Radio Marca Almeria
RadioBlog: Minuto 92

Esta casa es una ruina

Como dije el sábado en Marcador, durante la retransmisión del Almería-Levante de infausto recuerdo, en estos momentos los que contamos la actualidad de la UDA hemos de hacer, al menos en mi opinión, un generoso esfuerzo para hacer el menor daño posible, para ser lo menos incisivos posibles.

No me cabe duda de que todo el mundo en el club está sufriendo, aunque hay algún individuo con el que tengo que esforzarme mucho para encontrar indicios de su sufrimiento. Por eso, quiero ser constructivo, qué demonios, creo que hemos de ser constructivos.

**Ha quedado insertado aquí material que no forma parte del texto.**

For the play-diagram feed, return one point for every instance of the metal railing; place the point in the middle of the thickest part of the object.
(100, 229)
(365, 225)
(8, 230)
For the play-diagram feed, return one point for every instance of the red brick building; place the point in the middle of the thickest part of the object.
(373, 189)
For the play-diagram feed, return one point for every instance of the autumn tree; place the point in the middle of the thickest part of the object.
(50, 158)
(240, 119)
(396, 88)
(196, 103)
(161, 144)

Aunque nos cueste.

Y nos cuesta porque el Almería tiene toda la pinta de un barco a la deriva, de un ejército sin comandante, de una orquesta sin director, de una banda no ya de amigos, sino incluso de enemigos.

Podíamos empezar por donde quisiéramos, acaso en la toma de decisiones allá en verano, cuando se apuesta por un equipo con tres centrales a pesar de que todo el mundo decía que eran pocos e inexpertos, con un jugador franquicia que ha salido a palos de allá a donde ha estado, con demasiados futbolistas con egos difíciles de controlar a pesar de estar rodeados de hombres de vestuario como los Soriano, Corona o Trujillo.

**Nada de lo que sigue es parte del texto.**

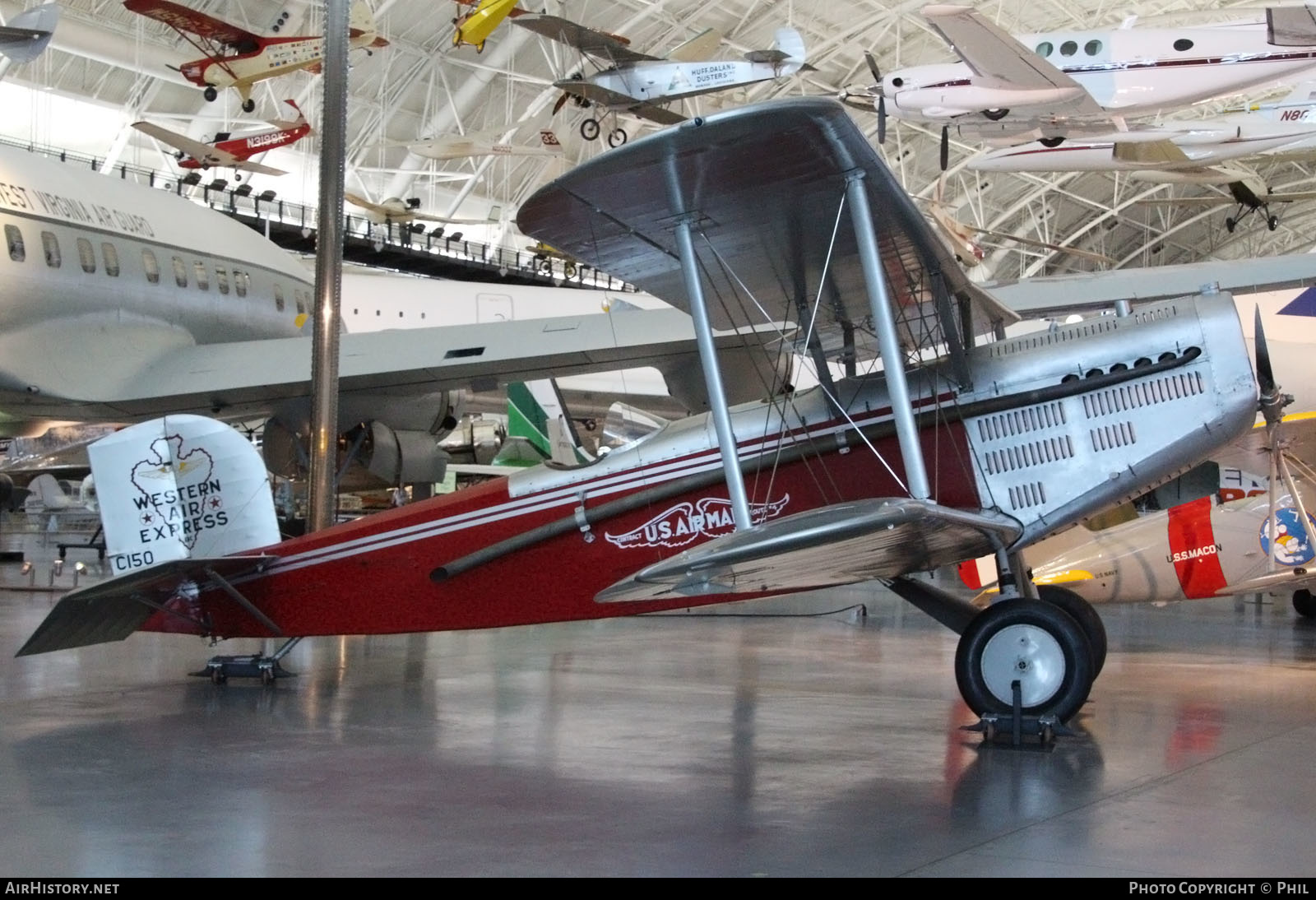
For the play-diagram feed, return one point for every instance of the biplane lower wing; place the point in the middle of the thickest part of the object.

Podemos hablar de la decisión de prescindir de Francisco en su día, aunque mucha gente en la grada la pedía; las decisiones administrativas que han arriesgado incluso hasta una sanción de tres puntos, a pesar de que consideramos que ésta es profundamente injusta; el descontrol de un vestuario que da toda la imagen de haberse ido descomponiendo con el paso del tiempo; del poco aconsejable enfrentamiento con la Federación; el poco punch para con el público, que ha ido descendiendo en la grada a medida que transcurría la temporada; el sainete del mercado invernal, sin reforzar el centro de la zaga ni la delantera y trayendo a dos futbolistas para no jugar; el oscurantismo generalizado en todos los temas, la ausencia de un presidente accesible, que hable, que se explique, que rompa en mil pedazos esa sensación de desgobierno.

Y cómo no, para desembocar todo ello en la opereta del pasado sábado, con un equipo sin tensión, sin corazón, sin vida, que deambuló como alma en pena por el césped, que expulsó a la afición de la grada, que se dedicó a andar durante la última media hora de juego y que nos explicó con todo lujo de detalles, por medio de sus actos, que ocurre algo grave, muy grave en el seno de ese vestuario, acaso de ese club.

Ahora, nuevo cambio de entrenador. Rivera para la emergencia, pero con una búsqueda a la desesperada de otro técnico, por la sencilla razón de que hay un grupo de jugadores que no quiere al del filial en el banquillo del primer equipo. La razón es sencilla: es exigente, distante, es un jefe. Y eso no gusta a algunos futbolistas, que han pedido expresamente que no sea Miguel Rivera el que se quede con el equipo hasta final de temporada.

Mi pronóstico es que si son los jugadores los que dan el visto bueno al nuevo entrenador, el resultado será el mismo que si fuera Alfonso García el encargado de marcar los goles o Andrés Fernández el que se colocara los guantes para ponerse entre los tres palos.